Ontem Mário Soares escreveu no Diário de Notícias para opinar sobre "Pobreza e Desigualdade". Como sempre, isto é, sempre que escreve sobre questões que possam tocar no partido do qual foi fundador, tem direito a mil e uma citações na nossa imprensa e entre algumas figuras que dão pelo nome de "comentadores"...

Mário Soares que é conhecido como um "senador da nossa democracia", arrisca-se, com o que escreve, a ter o mesmo papel que qualquer senador tem, onde existem: falam, falam, falam mas não fazem nem resolvem nada!

Da leitura do texto de Mário Soares fica-se com uma grande dúvida: o que incomoda o ex-secretário geral do PS é a pobreza e as políticas do SEU governo ou antes as consequências ELEITORAIS que essas políticas podem ter para o SEU PS que pode vir a perder social e eleitoralmente para o BE e o PCP?

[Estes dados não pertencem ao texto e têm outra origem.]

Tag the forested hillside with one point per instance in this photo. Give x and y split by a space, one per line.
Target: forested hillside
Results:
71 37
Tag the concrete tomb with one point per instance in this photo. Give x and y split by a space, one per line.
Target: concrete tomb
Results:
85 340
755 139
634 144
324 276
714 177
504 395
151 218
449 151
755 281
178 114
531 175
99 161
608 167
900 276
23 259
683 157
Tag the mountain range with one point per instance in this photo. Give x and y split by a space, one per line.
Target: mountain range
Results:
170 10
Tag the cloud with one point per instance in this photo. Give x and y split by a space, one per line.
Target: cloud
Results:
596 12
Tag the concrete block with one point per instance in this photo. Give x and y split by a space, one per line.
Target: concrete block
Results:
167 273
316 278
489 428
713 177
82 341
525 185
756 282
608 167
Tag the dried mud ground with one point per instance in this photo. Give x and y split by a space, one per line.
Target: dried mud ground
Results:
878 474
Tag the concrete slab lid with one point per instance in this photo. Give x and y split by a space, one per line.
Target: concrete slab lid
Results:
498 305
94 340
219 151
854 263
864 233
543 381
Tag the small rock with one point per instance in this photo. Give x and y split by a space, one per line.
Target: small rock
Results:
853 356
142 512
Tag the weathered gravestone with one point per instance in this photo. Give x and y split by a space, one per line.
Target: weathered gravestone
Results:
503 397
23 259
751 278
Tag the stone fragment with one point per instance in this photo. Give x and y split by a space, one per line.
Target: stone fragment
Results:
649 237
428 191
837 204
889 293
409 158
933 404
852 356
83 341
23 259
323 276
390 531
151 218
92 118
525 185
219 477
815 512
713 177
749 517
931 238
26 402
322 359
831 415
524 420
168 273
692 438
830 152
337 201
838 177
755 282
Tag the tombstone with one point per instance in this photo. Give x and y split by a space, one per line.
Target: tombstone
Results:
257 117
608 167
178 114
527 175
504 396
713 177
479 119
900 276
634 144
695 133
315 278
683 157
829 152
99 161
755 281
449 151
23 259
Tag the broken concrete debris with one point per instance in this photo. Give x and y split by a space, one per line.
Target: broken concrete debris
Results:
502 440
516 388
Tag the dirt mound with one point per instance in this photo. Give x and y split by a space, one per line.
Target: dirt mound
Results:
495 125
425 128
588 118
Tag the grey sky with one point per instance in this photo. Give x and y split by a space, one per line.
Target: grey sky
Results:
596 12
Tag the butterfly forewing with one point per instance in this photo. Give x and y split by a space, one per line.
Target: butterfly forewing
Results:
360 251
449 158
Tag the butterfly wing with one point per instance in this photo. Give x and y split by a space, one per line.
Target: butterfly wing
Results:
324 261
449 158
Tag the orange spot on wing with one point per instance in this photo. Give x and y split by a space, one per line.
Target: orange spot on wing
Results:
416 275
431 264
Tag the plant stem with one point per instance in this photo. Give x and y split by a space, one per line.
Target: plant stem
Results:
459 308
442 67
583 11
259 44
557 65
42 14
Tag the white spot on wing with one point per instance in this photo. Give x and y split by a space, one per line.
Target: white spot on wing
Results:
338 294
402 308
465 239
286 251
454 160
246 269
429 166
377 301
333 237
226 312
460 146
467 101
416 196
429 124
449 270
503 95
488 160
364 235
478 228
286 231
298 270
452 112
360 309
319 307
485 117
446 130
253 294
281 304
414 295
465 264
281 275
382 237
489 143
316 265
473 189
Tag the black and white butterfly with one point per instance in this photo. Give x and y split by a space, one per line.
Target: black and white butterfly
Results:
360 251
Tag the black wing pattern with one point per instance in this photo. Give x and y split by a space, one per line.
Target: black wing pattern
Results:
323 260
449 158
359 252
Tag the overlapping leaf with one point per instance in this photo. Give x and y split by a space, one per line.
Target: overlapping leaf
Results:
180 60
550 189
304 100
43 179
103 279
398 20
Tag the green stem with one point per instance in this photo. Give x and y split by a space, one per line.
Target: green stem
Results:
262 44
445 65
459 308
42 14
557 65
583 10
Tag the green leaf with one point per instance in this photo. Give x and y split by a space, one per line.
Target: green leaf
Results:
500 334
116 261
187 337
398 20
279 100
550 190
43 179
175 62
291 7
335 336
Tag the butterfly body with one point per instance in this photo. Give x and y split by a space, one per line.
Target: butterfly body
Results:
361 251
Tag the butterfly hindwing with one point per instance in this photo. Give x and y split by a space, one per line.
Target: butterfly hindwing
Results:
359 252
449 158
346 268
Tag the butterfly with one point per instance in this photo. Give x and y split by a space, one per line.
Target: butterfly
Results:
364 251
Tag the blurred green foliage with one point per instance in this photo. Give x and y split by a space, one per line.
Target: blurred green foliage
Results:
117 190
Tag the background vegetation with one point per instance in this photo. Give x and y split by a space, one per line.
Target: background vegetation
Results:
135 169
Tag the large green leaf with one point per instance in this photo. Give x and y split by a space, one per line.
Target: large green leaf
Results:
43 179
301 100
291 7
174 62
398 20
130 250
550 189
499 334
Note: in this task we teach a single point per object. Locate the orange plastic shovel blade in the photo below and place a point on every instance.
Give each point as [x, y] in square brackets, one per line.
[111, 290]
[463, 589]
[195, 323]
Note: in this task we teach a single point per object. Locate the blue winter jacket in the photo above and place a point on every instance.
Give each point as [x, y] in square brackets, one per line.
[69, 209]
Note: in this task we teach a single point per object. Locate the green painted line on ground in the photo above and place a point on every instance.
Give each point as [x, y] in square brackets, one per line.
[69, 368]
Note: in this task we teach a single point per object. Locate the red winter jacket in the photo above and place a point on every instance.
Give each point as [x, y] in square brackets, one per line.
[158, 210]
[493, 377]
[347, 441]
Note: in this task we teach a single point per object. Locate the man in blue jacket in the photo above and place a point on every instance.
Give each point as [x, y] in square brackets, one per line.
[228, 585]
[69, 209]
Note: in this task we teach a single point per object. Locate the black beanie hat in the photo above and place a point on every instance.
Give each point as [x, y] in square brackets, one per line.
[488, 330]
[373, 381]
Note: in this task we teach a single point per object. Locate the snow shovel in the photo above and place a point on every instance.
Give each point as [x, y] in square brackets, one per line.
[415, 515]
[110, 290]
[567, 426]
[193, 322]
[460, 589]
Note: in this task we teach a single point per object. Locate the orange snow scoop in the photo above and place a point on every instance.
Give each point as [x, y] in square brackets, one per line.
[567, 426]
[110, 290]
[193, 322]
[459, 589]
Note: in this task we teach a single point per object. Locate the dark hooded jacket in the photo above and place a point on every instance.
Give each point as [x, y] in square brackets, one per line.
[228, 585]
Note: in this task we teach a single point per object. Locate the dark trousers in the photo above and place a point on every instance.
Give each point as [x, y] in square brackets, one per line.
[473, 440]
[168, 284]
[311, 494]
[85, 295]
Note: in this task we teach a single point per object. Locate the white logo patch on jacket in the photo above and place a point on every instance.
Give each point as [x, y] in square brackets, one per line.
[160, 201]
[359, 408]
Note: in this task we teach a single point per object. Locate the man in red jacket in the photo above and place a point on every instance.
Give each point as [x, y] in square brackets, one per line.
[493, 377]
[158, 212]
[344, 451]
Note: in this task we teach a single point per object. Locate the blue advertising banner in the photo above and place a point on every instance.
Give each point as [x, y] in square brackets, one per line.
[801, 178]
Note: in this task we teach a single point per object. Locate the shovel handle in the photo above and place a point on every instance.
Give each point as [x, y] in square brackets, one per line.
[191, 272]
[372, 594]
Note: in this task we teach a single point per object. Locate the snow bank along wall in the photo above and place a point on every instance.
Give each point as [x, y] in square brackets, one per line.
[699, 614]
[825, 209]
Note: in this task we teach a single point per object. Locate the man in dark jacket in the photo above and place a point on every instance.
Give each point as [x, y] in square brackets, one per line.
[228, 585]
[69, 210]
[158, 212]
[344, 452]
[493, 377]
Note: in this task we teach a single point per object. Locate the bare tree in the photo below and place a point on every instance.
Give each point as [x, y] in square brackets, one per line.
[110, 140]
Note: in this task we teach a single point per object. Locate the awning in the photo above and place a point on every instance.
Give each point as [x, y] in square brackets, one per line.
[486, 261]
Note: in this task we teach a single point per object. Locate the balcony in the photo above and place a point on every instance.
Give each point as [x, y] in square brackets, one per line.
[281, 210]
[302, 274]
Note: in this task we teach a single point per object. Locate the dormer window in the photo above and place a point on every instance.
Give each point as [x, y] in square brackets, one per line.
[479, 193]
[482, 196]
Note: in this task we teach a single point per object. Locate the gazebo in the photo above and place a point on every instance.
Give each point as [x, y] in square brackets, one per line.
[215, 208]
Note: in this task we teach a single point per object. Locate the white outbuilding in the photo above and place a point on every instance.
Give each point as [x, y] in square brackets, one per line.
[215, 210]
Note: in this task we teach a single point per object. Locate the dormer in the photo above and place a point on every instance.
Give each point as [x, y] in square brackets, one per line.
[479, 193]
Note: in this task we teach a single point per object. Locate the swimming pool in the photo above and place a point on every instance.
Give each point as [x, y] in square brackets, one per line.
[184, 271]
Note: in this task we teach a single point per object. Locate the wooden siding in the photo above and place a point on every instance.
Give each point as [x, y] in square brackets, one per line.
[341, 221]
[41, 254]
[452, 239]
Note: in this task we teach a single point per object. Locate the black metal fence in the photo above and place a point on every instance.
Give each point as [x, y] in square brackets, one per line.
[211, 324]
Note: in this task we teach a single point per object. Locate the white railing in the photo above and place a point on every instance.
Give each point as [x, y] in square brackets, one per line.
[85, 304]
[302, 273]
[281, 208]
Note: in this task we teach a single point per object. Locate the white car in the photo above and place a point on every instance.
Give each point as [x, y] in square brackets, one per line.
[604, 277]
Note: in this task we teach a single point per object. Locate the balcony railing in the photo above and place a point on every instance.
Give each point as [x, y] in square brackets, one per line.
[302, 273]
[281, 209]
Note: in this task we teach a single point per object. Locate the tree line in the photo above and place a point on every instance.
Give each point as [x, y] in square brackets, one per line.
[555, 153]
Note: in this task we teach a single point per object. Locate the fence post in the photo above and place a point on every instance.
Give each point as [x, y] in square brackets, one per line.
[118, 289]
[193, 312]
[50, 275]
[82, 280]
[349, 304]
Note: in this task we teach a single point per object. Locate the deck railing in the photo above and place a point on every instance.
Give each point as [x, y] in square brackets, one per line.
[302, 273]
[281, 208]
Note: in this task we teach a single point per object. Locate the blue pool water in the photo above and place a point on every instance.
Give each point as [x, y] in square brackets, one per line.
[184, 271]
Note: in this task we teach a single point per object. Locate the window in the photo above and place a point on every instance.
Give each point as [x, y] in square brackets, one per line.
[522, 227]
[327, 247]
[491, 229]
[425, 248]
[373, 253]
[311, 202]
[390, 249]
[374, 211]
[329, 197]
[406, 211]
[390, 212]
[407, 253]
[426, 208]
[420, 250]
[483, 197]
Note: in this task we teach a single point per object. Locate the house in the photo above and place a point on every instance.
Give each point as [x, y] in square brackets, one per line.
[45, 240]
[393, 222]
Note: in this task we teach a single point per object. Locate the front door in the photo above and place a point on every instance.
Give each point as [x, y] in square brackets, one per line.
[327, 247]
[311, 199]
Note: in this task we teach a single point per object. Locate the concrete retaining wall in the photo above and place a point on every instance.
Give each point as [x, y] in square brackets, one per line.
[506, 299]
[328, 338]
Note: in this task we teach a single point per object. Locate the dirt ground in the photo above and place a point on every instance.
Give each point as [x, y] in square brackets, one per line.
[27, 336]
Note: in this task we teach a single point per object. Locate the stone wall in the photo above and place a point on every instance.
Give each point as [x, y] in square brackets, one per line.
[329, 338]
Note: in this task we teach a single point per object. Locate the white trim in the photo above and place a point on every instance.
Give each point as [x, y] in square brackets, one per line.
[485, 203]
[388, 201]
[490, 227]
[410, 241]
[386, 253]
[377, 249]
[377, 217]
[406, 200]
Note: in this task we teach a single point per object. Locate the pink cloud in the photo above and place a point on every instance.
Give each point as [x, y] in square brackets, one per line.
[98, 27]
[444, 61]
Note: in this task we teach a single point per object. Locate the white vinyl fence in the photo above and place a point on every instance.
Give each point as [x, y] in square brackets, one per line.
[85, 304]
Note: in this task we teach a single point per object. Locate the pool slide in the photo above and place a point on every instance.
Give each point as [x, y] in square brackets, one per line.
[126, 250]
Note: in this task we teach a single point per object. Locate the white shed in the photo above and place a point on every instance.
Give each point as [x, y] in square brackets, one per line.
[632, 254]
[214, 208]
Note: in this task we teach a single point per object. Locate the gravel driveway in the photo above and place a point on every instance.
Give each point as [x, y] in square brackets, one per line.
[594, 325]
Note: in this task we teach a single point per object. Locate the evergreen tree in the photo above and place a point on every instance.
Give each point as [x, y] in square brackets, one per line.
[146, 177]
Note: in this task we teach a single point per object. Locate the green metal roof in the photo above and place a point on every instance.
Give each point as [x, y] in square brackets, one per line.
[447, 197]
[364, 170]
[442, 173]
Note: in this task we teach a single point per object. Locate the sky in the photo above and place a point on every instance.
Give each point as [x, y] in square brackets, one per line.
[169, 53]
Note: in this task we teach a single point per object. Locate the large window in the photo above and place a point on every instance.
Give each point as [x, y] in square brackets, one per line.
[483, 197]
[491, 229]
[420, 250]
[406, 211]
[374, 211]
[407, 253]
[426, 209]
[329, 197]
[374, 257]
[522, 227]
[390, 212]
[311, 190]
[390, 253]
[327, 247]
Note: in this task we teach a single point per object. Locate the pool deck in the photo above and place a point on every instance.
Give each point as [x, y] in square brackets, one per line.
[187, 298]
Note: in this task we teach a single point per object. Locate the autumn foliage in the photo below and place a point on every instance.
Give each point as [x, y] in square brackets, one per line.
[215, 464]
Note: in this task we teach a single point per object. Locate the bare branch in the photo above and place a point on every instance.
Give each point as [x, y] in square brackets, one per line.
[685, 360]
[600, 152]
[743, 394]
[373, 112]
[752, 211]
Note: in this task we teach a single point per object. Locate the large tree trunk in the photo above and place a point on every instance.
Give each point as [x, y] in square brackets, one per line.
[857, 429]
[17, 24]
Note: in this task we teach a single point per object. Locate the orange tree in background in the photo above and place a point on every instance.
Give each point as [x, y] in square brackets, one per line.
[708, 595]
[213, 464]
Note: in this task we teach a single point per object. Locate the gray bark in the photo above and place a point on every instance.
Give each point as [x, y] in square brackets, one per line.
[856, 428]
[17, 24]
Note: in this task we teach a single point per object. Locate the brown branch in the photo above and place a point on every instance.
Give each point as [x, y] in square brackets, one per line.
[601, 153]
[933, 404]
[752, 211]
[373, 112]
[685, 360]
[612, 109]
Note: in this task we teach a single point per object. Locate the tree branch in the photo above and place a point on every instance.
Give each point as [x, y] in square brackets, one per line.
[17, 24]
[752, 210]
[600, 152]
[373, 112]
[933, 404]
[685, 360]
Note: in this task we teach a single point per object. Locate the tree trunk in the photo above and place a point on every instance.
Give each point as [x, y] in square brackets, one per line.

Mário Soares é um democrata que se respeita, é um social-democrata que também se respeita. Mas não é mais democrata nem mais social-democrata que Oskar Lafontaine na Alemanha. E damos este exemplo, porquê? Porque o Sr. Lafontaine também foi presidente de um "partido-irmão" do PS português e, não obstante, o seu percurso e a sua idade, soube agir, em vez, de só falar ou escrever. Lafontaine disse BASTA ao liberalismo das direcções do SPD, fundou o seu próprio movimento e depois soube juntar-se a outras correntes políticas, sindicais e sociais que querem um socialismo para o século XXI, a alternativa ao neo-liberalismo, participando na criação do novo "Die Linke", o Partido da Esquerda, na Alemanha. Este partido é, neste momento, o 3.º maior da Alemanha, atrás dos democratas-cristãos e do SPD...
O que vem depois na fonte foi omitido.